The other important part about maintaining an uncluttered home is applying the rule of ‘one-in, one-out’. If you don’t apply this rule you’ll quickly fill your house back up with new stuff. We are surrounded by marketing telling us to buy this and buy that. But this whole process has shown me just how much wasteful, excessive things I have bought over the years. Hard-earned money spent on crap. So now if I buy a new jacket, I will get rid of an old one. If I buy a skincare product it isn’t until I’ve used up my current one. One new ornament, means an old one is out. Obviously this isn’t a hard & fast rule you can apply to everything, but it certainly makes you more conscious of the things you bring into your home.
Exceptions, there’s always exceptions.
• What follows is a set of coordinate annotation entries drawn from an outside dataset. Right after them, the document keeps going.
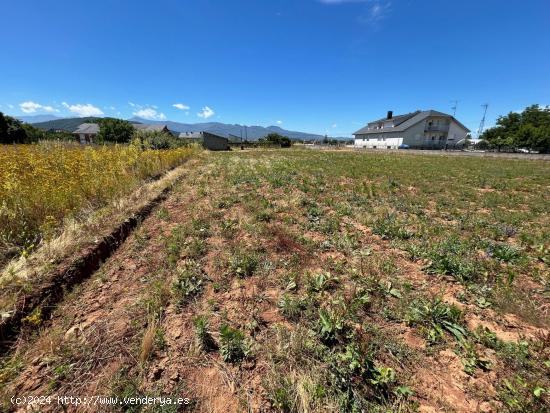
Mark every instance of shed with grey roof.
[179,131,229,151]
[132,123,170,133]
[73,123,99,144]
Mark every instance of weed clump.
[229,252,259,278]
[172,260,204,306]
[220,324,251,363]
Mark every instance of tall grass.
[0,142,197,254]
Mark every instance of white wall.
[354,133,403,149]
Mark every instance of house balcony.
[424,125,449,132]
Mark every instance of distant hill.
[129,117,323,141]
[32,118,101,132]
[17,115,61,123]
[29,117,338,141]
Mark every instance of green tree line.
[480,105,550,153]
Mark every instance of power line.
[477,103,489,138]
[451,100,459,118]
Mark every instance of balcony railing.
[424,125,449,132]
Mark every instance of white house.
[353,110,470,149]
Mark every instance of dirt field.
[0,150,550,412]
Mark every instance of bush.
[220,324,250,363]
[173,260,203,305]
[229,253,259,278]
[133,130,185,149]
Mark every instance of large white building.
[353,110,470,149]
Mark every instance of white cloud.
[61,102,104,118]
[197,106,215,119]
[172,103,191,110]
[20,100,59,113]
[359,1,391,24]
[133,108,166,120]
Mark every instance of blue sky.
[0,0,550,136]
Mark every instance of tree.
[133,130,185,149]
[0,112,38,144]
[97,118,134,143]
[480,105,550,153]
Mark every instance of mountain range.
[18,115,336,141]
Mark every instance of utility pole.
[477,103,489,139]
[451,100,458,118]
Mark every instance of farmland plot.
[0,150,550,412]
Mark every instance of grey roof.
[73,123,99,135]
[132,123,168,131]
[353,110,470,135]
[179,132,202,139]
[369,110,420,126]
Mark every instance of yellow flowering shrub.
[0,142,193,255]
Being left possessions by a loved one who has passed away is a hard one to manage. I guess it depends on what the item is and it’s significance to you. Here’s an interesting consideration: if you were gifted the Mona Lisa painting on the condition you had to hang it in your home and that you couldn’t ever sell it, would you want it?? The monetary value or iconic-ness of an item isn’t reason to keep it. The important question is whether it will be used or enjoyed.
Another exception is gifts - they get given to us and we obligingly find a place for them in our home. Sometimes they’re super useful or they bring us immense joy, but often they get forgotten about or go unused. I love the idea of aiming for for presence over presents and finding ways to spend more quality time with those we love, rather than rely on material gifts as a symbol of our love. Gifting experiences is another cool concept. Or just being super mindful in our gift-giving and finding useful presents for one another.
I can assure you that learning to live without the excess is still very much a work-in-progress for us. I still find things creeping back into drawers that I know do not belong there. But changing my mindset on material possessions has certainly helped eliminate a lot of stress, it has helped me to better appreciate & cherish the things I choose to own and it has simplified life just that little bit for us.
If you choose to embrace some changes around your material possessions, remember that as with most aspects of Simple Living, minimalism means different things to different people, so there’s no right or wrong, and no magic number you have to get down to. It’s simply about changing your mindset.